Reporting Fraud is Critical

The Canadian Anti-Fraud Centre estimates that less than 5% of the total number of fraud victims report their experiences to law enforcement agencies. By reporting a scam, you provide law enforcement with the information they need to stop fraudsters and help prevent others from becoming victims. The information you provide is important!

How to Report Fraud

Fraudulent or suspicious activity can be reported to the Canadian Anti-Fraud Centre, through its website at www.antifraudcentre.ca, or by telephone at 1-888-495-8501.

Report instances of misleading or deceptive marketing practices to the Competition Bureau using the online complaint form or by telephone at 1-800-348-5358. If you are a victim of fraud, let your local police force know.

If you decide to file a complaint, it is important that you keep any evidence you may have related to your complaint. Evidence may include, but is not limited to, the following:
  • cancelled cheques
  • certified or other mail receipts
  • chatroom or newsgroup text
  • credit card receipts
  • shipping envelopes
  • facsimiles
  • money order receipts
  • pamphlets or brochures
  • phone bills
  • printed or electronic copies of emails
  • printed or electronic copies of web pages
  • wire receipts
  • notes taken as events take place
  • Keep evidence items in a safe location in the event that you are requested to provide them. This information may form an important part of any investigation. The information you provide could be used as evidence during a prosecution.

Common Scams

Watch out for fraudsters who attempt to reach out to you and then end up taking your money! By increasing your awareness of the vast array of scams, you can learn how to recognize their different forms.

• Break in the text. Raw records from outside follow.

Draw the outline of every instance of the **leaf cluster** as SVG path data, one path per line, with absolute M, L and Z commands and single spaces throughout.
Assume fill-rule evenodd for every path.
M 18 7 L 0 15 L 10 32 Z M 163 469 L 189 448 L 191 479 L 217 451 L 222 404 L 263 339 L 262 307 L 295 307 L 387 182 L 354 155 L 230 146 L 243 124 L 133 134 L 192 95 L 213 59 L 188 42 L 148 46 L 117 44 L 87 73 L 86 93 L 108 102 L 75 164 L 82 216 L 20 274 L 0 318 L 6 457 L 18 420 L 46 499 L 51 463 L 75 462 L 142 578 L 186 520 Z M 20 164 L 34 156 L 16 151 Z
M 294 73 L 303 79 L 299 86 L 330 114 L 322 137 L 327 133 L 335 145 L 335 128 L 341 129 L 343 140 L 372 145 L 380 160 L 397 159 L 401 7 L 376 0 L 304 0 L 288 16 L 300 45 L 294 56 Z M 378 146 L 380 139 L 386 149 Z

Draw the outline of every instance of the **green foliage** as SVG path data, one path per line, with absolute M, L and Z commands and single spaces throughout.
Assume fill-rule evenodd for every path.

Below are examples of common scams. Click on the links for more information on how these scams work and how to protect yourself.

Subscription Traps / Free Trial Scams
Business supplies / directory scams
Cheque cashing / online classifieds / money transfer job scams
Fraudulent health products or cures
Prize lottery scams
Work-at-home job opportunity scams
Antivirus scams
Continuity and Premium text messaging scams

Victim Stories

Every year, the Competition Bureau receives an average of 20,000 requests and complaints. These include complaints regarding mass marketing fraud, which is fraud by mail, telephone and Internet. Here are some examples of the kinds of complaints received by the Bureau.

Antivirus Software Sales Scams
Free-offer Scams
Debt-relief Scams

Note: Certain details have been changed to protect the identities of the victims.

The Little Black Book of Scams



The Canadian edition of The Little Black Book of Scams is a compact and easy to use reference guide filled with information Canadians can use to protect themselves against a variety of common scams. It debunks common myths about scams, provides contact information for reporting a scam to the correct authority, and offers a step-by-step guide for scam victims to reduce their losses and avoid becoming repeat victims.

Consumers and businesses can consult The Little Black Book of Scams to avoid falling victim to social media and mobile phone scams, fake charities and lotteries, dating and romance scams, and many other schemes used to defraud Canadians of their money and personal information.